Additionally, Burch and Clough testified that they still had doubts about whether Alley was injured at work. Ex. 121, (Tyler Burch Deposition), at 61-63 (stating Alley's explanation for how he was injured did not make sense); Ex. 120, at 115:6-13 (stating he believed Alley's description of how he was injured “was a stretch”). A reasonable jury could conclude from this evidence that decisionmakers connected with Alley's discharge believed Alley lied about his workplace injury in order to get workers' compensation.
Foley argues this evidence is irrelevant since the decisionmakers testified that Alley's workers' compensation claim was not on their minds when they decided to fire Alley. Ex. 26 (Burch Deposition Excerpts), at 229:3-8 (stating the injury has nothing to do with Alley's termination); Ex. 24 (Clough Deposition Excerpts), at 174:4-7 (“I didn't know it was a work comp claim or what was going on. It's not even in my realm to think about.”).
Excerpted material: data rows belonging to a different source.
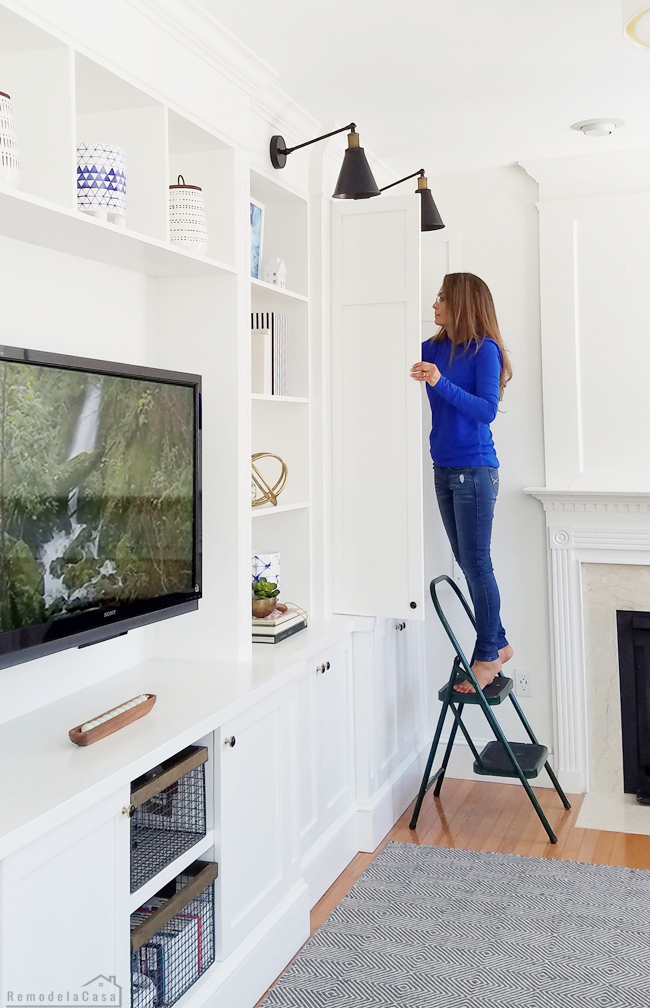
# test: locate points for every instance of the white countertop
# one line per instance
(46, 778)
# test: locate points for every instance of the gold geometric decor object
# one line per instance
(262, 493)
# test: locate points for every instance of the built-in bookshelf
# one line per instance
(281, 423)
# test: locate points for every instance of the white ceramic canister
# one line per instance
(187, 227)
(101, 180)
(9, 161)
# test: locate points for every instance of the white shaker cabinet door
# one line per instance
(63, 910)
(377, 428)
(325, 743)
(255, 859)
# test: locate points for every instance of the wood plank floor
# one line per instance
(477, 815)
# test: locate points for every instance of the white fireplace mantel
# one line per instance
(582, 527)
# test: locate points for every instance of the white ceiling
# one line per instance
(451, 85)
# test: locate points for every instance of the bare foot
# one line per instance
(484, 672)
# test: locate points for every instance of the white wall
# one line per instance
(595, 215)
(496, 219)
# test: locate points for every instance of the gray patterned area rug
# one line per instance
(434, 927)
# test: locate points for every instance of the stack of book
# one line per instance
(276, 627)
(269, 351)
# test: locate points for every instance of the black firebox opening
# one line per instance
(634, 667)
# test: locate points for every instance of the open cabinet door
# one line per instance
(377, 429)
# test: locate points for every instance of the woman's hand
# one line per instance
(423, 371)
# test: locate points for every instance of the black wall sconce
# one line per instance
(430, 220)
(356, 180)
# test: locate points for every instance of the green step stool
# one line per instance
(499, 758)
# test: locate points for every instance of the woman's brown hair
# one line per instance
(469, 302)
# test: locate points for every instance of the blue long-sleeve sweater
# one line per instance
(464, 402)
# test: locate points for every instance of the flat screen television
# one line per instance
(100, 500)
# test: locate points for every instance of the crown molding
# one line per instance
(586, 175)
(192, 26)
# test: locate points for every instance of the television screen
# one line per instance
(99, 488)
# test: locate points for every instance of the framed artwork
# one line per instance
(257, 237)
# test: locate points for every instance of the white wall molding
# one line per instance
(192, 26)
(591, 174)
(582, 539)
(591, 501)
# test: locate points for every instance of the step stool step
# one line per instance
(495, 761)
(495, 694)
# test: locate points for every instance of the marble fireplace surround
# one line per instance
(585, 528)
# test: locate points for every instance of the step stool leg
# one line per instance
(532, 738)
(427, 769)
(496, 728)
(556, 785)
(447, 753)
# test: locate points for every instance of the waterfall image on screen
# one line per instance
(96, 492)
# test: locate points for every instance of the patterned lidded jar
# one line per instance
(9, 161)
(101, 179)
(187, 227)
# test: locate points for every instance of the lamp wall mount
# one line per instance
(279, 150)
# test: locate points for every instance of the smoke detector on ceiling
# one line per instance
(598, 127)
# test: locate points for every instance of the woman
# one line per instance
(466, 368)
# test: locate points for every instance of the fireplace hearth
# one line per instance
(634, 667)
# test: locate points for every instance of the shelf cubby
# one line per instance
(168, 813)
(286, 531)
(205, 160)
(110, 110)
(297, 357)
(285, 432)
(172, 937)
(36, 72)
(285, 232)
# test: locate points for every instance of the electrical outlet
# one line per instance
(523, 685)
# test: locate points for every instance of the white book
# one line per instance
(261, 361)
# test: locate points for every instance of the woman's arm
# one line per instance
(484, 405)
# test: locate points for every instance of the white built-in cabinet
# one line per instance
(377, 458)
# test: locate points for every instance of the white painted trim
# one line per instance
(571, 501)
(588, 175)
(378, 814)
(582, 538)
(191, 25)
(331, 854)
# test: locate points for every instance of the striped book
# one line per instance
(275, 324)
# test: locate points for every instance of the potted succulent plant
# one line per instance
(264, 595)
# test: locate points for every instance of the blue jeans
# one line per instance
(467, 498)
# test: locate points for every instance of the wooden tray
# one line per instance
(81, 738)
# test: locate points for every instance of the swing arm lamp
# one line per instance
(430, 219)
(356, 180)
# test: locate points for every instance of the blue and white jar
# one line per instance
(9, 161)
(101, 180)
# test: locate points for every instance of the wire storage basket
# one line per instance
(172, 937)
(168, 812)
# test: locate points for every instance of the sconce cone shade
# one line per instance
(430, 220)
(356, 180)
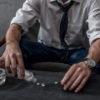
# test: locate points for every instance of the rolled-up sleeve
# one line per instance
(94, 21)
(27, 15)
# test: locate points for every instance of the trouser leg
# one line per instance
(34, 52)
(78, 55)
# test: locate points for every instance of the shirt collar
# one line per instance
(78, 1)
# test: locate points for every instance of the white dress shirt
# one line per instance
(83, 21)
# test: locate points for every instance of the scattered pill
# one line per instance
(43, 85)
(55, 82)
(37, 84)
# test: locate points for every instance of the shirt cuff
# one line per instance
(20, 23)
(93, 37)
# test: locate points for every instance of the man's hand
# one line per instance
(76, 77)
(12, 57)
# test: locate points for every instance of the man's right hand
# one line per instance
(12, 57)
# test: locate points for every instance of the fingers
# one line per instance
(72, 79)
(13, 65)
(77, 82)
(68, 74)
(21, 65)
(1, 60)
(7, 64)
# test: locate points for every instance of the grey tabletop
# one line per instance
(15, 89)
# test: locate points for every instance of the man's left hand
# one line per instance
(76, 77)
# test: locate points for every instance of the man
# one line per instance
(80, 19)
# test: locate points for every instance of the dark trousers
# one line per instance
(34, 52)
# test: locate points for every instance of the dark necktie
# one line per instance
(64, 23)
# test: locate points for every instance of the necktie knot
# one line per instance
(66, 7)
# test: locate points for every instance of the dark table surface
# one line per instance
(15, 89)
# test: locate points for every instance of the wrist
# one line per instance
(90, 63)
(15, 42)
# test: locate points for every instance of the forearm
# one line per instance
(13, 34)
(94, 51)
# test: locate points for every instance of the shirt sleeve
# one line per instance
(94, 21)
(27, 15)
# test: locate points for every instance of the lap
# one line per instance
(34, 52)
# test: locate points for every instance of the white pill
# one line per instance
(55, 82)
(43, 85)
(34, 80)
(37, 84)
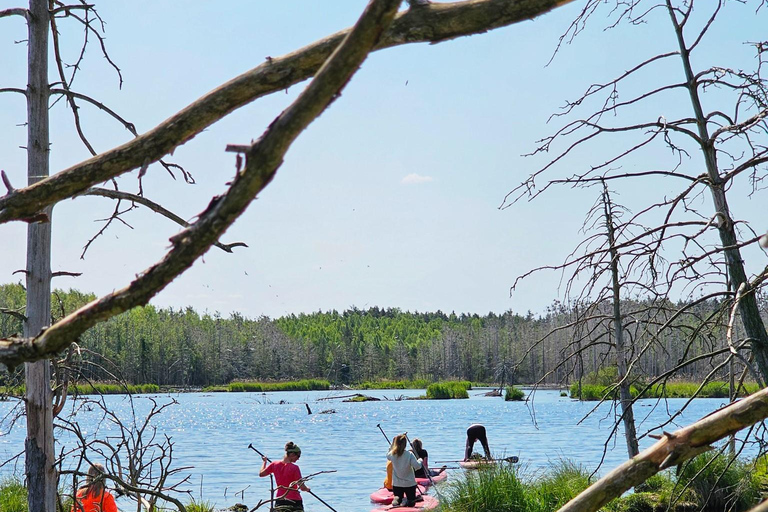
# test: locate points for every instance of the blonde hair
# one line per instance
(417, 447)
(290, 447)
(398, 445)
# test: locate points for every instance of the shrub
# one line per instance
(451, 389)
(720, 482)
(200, 506)
(260, 387)
(513, 393)
(495, 488)
(395, 384)
(564, 482)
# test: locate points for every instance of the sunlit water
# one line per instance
(211, 433)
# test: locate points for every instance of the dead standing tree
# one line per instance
(731, 149)
(332, 61)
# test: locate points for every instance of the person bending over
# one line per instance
(404, 464)
(476, 432)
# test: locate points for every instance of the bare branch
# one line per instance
(433, 23)
(262, 162)
(155, 207)
(674, 448)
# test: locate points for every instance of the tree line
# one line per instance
(181, 347)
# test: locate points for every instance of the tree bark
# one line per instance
(748, 307)
(671, 450)
(39, 467)
(627, 414)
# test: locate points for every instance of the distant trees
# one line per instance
(185, 348)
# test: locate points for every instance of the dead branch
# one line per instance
(262, 162)
(155, 207)
(432, 23)
(673, 448)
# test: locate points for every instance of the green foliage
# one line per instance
(392, 384)
(450, 389)
(564, 481)
(200, 506)
(713, 389)
(514, 394)
(260, 387)
(720, 482)
(13, 495)
(495, 488)
(103, 388)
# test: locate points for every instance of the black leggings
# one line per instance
(410, 492)
(288, 505)
(476, 433)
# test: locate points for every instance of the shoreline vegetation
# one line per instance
(711, 481)
(588, 390)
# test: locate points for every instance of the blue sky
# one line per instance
(391, 198)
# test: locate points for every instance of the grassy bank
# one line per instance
(394, 384)
(260, 387)
(96, 388)
(449, 389)
(714, 389)
(719, 484)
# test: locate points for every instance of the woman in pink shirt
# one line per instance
(288, 478)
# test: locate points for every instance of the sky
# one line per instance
(391, 198)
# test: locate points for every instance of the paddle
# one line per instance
(382, 432)
(310, 492)
(512, 460)
(406, 436)
(426, 470)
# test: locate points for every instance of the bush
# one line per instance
(13, 495)
(513, 393)
(395, 384)
(452, 389)
(720, 482)
(104, 388)
(495, 488)
(200, 506)
(260, 387)
(564, 482)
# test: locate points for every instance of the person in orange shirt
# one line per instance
(93, 497)
(288, 479)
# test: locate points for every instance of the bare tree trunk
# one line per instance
(40, 473)
(627, 414)
(748, 308)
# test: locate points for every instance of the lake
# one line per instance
(211, 433)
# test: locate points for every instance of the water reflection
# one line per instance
(211, 433)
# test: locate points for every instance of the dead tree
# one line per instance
(687, 253)
(332, 61)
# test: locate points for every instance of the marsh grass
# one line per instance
(394, 384)
(496, 488)
(714, 389)
(449, 389)
(720, 482)
(101, 388)
(259, 387)
(563, 482)
(514, 394)
(710, 482)
(200, 506)
(13, 495)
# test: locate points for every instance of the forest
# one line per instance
(184, 348)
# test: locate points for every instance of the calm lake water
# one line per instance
(211, 433)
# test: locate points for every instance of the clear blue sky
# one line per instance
(390, 198)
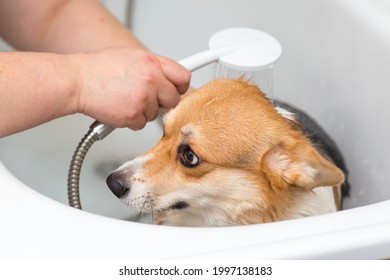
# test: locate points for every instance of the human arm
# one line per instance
(107, 85)
(121, 88)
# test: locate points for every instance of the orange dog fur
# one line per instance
(228, 157)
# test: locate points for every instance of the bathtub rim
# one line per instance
(362, 228)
Alley, however, is not required to provide direct evidence-such as a statement from Burch or Clough-that Alley was fired because he was going to file a false workers' compensation claim. Marzec v. Marsh, 990 F.2d 393, 395 (8th Cir. 1993) (noting such proof is rare). Rather, Alley may prove his case with circumstantial evidence. Id. (citing U.S. Postal Serv. Bd. of Governors v. Aikens, 460 U.S. 711, 715 (1983)); Coleman, 967 S.W.2d at 648 (“Proof that an employee was terminated solely in consequence of his exercise of his rights under the Workers' Compensation Laws is necessarily indirect because the employer is not likely to admit that retaliation was his motive”). Further, it is for a jury to determine the credibility of these witnesses. Just because a witness says something does not mean it is true.
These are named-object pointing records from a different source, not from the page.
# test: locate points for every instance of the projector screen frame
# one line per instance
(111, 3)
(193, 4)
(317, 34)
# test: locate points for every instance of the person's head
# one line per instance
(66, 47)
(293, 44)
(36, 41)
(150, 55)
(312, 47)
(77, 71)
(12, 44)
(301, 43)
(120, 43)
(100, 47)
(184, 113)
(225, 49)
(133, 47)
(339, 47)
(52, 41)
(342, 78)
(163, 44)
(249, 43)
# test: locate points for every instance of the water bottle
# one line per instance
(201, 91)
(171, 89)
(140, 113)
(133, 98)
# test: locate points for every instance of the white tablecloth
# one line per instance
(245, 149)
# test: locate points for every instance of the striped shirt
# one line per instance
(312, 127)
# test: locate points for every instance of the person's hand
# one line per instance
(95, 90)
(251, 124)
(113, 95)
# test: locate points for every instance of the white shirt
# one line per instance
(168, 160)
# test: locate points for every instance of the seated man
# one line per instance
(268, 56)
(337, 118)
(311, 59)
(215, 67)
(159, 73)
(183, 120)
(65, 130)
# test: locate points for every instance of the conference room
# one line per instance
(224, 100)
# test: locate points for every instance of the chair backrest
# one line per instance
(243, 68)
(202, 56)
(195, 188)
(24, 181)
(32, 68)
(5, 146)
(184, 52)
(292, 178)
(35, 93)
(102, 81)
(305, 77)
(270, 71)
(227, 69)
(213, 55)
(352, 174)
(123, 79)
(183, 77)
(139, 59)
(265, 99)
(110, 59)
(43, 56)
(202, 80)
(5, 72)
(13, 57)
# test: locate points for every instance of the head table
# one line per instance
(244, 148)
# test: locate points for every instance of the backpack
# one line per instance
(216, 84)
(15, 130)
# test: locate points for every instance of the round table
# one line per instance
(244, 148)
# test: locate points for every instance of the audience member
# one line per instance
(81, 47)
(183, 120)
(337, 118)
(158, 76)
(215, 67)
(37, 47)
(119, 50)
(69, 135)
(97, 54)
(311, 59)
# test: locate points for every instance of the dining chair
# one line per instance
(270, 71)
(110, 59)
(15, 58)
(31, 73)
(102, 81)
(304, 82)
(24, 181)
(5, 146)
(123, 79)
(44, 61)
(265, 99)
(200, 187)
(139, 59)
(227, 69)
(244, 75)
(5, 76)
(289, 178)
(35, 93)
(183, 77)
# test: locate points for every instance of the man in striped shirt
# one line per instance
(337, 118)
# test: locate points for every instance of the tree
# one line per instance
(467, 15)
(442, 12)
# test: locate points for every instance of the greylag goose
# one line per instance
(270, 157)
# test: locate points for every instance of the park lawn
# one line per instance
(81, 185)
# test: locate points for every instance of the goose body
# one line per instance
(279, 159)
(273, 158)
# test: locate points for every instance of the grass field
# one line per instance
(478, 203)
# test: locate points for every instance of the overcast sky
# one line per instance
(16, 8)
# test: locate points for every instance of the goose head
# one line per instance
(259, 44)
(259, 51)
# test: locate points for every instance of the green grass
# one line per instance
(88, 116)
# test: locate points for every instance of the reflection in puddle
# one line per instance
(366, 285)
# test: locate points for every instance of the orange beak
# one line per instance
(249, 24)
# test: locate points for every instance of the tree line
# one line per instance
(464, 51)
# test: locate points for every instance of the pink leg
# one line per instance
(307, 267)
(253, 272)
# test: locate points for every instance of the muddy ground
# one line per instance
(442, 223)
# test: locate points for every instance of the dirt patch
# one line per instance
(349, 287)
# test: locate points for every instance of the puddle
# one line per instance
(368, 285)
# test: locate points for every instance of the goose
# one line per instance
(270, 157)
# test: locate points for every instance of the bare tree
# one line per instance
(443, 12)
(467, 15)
Exhibits 23-28 are attached to docket entry 50.
Foley also argues this evidence is irrelevant since Foley submitted Alley's workers' compensation claim to its insurer. However, while Alley's claim ultimately was submitted, a jury could find that at the time Alley was fired, Foley had substantial questions about his claim. See Ex. 113.
C. Whether a Reasonable Jury Could Determine that Foley's Proffered Reason for Alley's Termination was Pretextual, and the Real Reason was Retaliation
As stated above, Foley has presented evidence of a non-retaliatory reason for Alley's termination-that Alley was committing timecard fraud and falsifying documents. Under the McDonnel Douglas framework the burden then shifts to Alley to present evidence that this reason is pretextual and that the real reason for his termination was reporting a workplace injury. Alley argues the following evidence shows Foley's proffered justification for firing Alley was pretextual: (1) Foley's investigation into the cause of Alley's injury was non-existent; (2) Foley's investigation into Alley's time entries was a sham; (3) Foley treated Alley more harshly than other individuals who committed timecard fraud; (4) Alley did not commit timecard fraud or falsify documents; and (5) none of Foley's employees were willing to admit they fired Alley.
Because the Court finds that Alley has made a submissible case without considering whether Foley's timecard investigation was a sham or that Alley did not commit timecard fraud, the Court need not address those issues at this time.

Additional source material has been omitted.